What’s in a name…, or a title? Let’s take a look.
In the last few hundred years, the titles of “Professor” and “Doctor” have been hijacked by various professional organizations and educational systems that require we submit our “pound of flesh,” along with a generous amount of money, so that they may deem us worthy of the title that they have appointed only themselves worthy to bequeath upon us.
It’s a good gig if you can get it!
Merriam-Webster defines a professor as:
1: one that professes, avows, or declares
2a: a faculty member of the highest academic rank at an institution of higher education
2b: a teacher at a university, college, or sometimes secondary school
2c: one that teaches or professes special knowledge of an art, sport, or occupation requiring skill
Merriam-Webster defines a doctor as:
1a: in Christianity: an eminent theologian declared a sound expounder of doctrine by the Roman Catholic Church, called also doctor of the church
1b: a learned or authoritative teacher
1c: a person who has earned one of the highest academic degrees (such as a PhD) conferred by a university ·Most of the college’s faculty members are doctors in their fields.
1d: a person awarded an honorary doctorate (such as an LLD or Litt D) by a college or university
2a: a person skilled or specializing in healing arts; especially: one (such as a physician, dentist, or veterinarian) who holds an advanced degree and is licensed to practice ·See your doctor if the condition worsens.
2b: medicine man
3a: material added (as to food) to produce a desired effect
3b: a blade (as of metal) for spreading a coating or scraping a surface
4: a person who restores, repairs, or fine-tunes things
Based on the definitions here, I feel completely comfortable affording myself the title of Professor, and even the title of Doctor. Hey…, I didn’t write these definitions, I’m just going by them!
The Ancient Greek philosopher, Socrates, was one of the earliest recorded “professors.”

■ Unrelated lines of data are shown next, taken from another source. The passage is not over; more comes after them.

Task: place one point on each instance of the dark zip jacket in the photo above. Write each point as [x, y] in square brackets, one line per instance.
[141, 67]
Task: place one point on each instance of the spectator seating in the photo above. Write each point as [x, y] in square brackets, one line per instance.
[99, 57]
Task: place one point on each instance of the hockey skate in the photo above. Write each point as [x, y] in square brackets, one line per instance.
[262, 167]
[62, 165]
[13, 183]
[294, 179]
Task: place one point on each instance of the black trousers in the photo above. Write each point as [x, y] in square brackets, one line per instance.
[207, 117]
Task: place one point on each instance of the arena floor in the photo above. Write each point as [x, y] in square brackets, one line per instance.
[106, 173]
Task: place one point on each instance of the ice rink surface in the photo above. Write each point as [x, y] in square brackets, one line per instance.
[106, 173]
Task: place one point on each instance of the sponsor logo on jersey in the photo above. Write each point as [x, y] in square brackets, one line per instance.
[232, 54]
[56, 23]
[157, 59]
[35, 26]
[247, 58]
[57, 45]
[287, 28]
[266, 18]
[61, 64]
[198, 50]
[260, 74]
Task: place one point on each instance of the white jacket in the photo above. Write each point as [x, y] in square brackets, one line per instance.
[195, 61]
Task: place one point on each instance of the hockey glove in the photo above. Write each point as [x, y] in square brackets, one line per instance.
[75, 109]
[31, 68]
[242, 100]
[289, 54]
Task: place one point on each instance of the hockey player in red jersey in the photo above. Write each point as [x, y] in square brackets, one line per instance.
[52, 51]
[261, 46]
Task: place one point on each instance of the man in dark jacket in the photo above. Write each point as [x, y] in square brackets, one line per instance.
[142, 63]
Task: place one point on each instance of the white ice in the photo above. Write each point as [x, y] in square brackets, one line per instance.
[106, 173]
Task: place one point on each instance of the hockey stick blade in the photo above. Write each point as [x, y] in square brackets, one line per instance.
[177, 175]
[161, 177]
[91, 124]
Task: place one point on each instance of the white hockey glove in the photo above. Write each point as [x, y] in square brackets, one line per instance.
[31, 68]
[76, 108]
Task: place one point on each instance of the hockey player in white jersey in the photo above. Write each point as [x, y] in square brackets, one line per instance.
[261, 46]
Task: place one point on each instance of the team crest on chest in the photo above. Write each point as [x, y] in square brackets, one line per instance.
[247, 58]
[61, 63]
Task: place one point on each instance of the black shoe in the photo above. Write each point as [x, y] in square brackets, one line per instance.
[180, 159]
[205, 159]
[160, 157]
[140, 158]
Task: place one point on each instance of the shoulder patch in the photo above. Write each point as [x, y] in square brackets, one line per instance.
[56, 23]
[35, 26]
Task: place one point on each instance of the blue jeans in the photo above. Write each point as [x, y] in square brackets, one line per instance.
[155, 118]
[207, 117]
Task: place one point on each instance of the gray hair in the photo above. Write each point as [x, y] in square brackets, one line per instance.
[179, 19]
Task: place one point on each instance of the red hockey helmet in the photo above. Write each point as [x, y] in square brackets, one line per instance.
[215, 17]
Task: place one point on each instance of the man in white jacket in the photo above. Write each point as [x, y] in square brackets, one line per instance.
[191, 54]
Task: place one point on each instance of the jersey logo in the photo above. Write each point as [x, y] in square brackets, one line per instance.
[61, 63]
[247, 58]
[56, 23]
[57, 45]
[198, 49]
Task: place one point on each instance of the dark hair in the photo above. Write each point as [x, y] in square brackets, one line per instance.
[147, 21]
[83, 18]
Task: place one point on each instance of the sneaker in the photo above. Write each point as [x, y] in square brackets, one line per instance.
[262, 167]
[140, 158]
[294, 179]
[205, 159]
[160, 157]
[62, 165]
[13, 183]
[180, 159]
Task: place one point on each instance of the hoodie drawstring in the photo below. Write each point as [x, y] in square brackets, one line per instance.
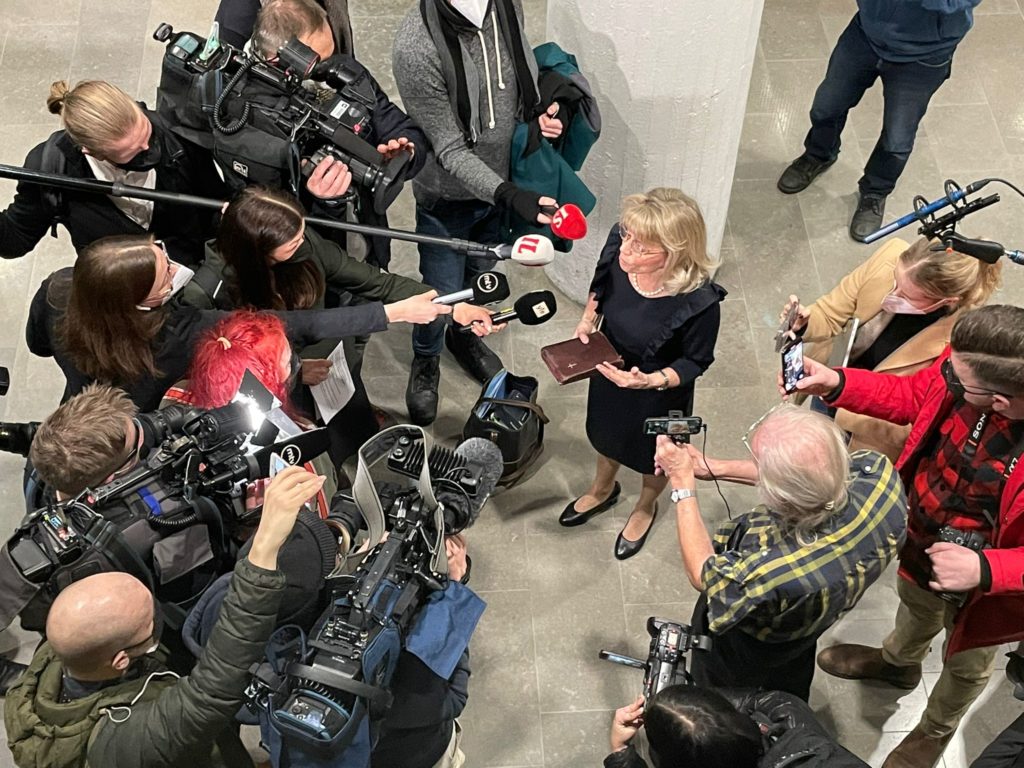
[486, 77]
[498, 49]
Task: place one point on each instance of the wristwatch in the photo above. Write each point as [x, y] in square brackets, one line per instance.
[679, 494]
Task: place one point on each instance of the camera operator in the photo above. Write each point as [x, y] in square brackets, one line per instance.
[466, 74]
[114, 317]
[89, 690]
[684, 725]
[391, 131]
[238, 16]
[773, 580]
[964, 481]
[108, 136]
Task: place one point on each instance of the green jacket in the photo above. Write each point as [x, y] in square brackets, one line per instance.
[174, 723]
[341, 272]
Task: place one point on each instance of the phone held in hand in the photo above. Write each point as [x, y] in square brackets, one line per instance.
[793, 366]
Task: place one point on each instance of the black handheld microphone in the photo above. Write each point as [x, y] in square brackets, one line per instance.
[486, 289]
[530, 309]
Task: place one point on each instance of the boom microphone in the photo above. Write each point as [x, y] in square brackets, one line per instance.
[569, 222]
[529, 250]
[482, 453]
[486, 289]
[983, 250]
[530, 309]
[953, 196]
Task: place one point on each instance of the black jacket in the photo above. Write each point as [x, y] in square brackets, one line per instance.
[387, 122]
[173, 725]
[173, 345]
[793, 737]
[183, 168]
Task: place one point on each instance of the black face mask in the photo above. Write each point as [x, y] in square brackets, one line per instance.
[148, 159]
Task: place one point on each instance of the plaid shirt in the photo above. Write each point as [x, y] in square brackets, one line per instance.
[958, 482]
[774, 588]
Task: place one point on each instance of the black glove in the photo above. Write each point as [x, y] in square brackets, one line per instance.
[524, 203]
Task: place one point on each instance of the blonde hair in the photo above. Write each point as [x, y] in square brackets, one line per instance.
[947, 274]
[81, 442]
[803, 467]
[670, 219]
[94, 114]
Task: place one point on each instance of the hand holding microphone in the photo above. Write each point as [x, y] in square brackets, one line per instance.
[530, 309]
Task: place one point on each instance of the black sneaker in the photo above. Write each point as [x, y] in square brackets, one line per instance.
[801, 173]
[421, 394]
[474, 356]
[867, 217]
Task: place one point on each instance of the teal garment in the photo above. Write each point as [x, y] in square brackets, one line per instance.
[551, 168]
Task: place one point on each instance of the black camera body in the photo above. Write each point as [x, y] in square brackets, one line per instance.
[666, 663]
[203, 93]
[324, 684]
[143, 522]
[675, 425]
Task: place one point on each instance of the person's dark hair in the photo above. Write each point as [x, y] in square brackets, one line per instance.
[690, 726]
[105, 336]
[255, 223]
[990, 340]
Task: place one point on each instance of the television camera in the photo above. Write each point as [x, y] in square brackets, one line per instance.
[666, 663]
[318, 689]
[203, 90]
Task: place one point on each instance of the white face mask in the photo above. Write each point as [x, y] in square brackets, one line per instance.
[181, 276]
[473, 10]
[899, 305]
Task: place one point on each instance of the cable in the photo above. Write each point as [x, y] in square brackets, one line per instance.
[704, 455]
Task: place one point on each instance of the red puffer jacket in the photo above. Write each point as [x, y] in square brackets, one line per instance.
[922, 399]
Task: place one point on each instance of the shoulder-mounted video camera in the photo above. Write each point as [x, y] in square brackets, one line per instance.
[169, 521]
[316, 689]
[666, 663]
[205, 93]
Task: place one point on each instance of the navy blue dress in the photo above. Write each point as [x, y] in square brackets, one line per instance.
[677, 332]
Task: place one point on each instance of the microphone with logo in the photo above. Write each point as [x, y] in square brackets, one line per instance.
[567, 222]
[529, 250]
[486, 289]
[530, 309]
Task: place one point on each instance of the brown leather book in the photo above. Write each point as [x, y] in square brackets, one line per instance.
[572, 360]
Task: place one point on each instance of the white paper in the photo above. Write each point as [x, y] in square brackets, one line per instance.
[337, 389]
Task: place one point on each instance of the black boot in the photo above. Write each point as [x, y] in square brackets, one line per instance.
[421, 394]
[474, 356]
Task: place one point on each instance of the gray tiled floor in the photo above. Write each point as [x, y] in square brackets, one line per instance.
[539, 694]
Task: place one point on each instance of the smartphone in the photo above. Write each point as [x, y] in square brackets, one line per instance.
[793, 366]
[278, 464]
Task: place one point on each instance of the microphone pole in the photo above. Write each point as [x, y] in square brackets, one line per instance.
[118, 189]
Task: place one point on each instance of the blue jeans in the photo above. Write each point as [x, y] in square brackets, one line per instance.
[445, 269]
[907, 88]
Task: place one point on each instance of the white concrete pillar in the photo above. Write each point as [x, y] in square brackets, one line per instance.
[671, 78]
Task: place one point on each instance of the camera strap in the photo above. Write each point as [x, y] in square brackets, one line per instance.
[367, 499]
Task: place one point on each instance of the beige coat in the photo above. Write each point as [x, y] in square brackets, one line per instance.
[859, 295]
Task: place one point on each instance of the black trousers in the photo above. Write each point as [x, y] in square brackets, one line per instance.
[740, 660]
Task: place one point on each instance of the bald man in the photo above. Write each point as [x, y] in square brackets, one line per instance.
[774, 579]
[91, 689]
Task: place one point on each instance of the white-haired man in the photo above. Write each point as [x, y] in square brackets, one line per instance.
[774, 579]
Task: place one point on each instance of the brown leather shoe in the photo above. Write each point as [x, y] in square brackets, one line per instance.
[918, 751]
[864, 663]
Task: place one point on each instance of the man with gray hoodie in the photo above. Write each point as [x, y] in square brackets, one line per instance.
[466, 75]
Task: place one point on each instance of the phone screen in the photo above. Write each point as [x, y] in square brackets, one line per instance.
[793, 366]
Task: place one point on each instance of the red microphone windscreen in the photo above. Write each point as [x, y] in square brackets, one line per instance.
[569, 222]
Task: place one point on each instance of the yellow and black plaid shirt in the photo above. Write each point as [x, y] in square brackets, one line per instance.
[772, 587]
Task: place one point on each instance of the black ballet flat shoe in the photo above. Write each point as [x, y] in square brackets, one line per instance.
[569, 517]
[625, 549]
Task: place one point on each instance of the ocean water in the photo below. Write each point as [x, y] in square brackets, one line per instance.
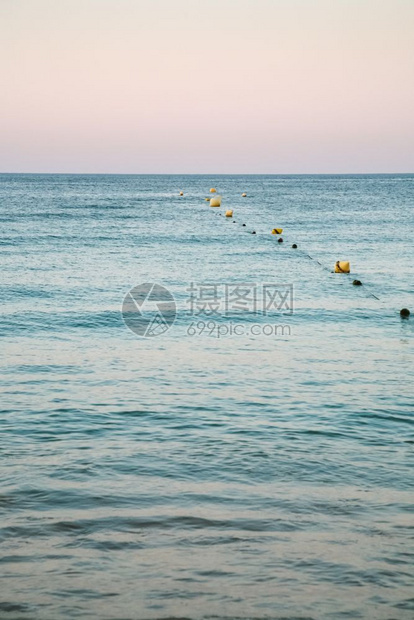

The term “professor” was first used in the late 14th century (1300’s). The word comes from the “old French” word “professeur” and directly from the Latin “professor,” for “person who professes to be an expert in some art or science; teacher of highest rank.” The Latin term came from “profiteri,” which means to lay claim to, or declare openly. As a title that is prefixed to a name, it dates back to 1706.
Beyond holding the proper “academic title,” universities in many countries also give notable artists, athletes and foreign dignitaries the title “honorary professor,” even if these persons do not have the “academic qualifications” typically necessary for professorship.
Hmmm. Like I said before, these words were hijacked by certain institutions, and now they think they own them. Most people have to pay dearly for these titles, but then some are given the titles as “gifts?” What then is the true “value” or “determination” of these institutionally given titles?
These institutions only have control of these titles if everyone else allows them to. I, for one, do not recognize their self-proclaimed authority and monopolization of these terms and titles. Therefore, I am free to claim any title I would like to for myself. In this case, I feel particularly justified in doing so.
If I am anything, I’m a “professor” of the truth. I profess truth, justice, conservative values, and protecting our “American” way of life.
p.s. It has a nice ring to it, don’t you think!?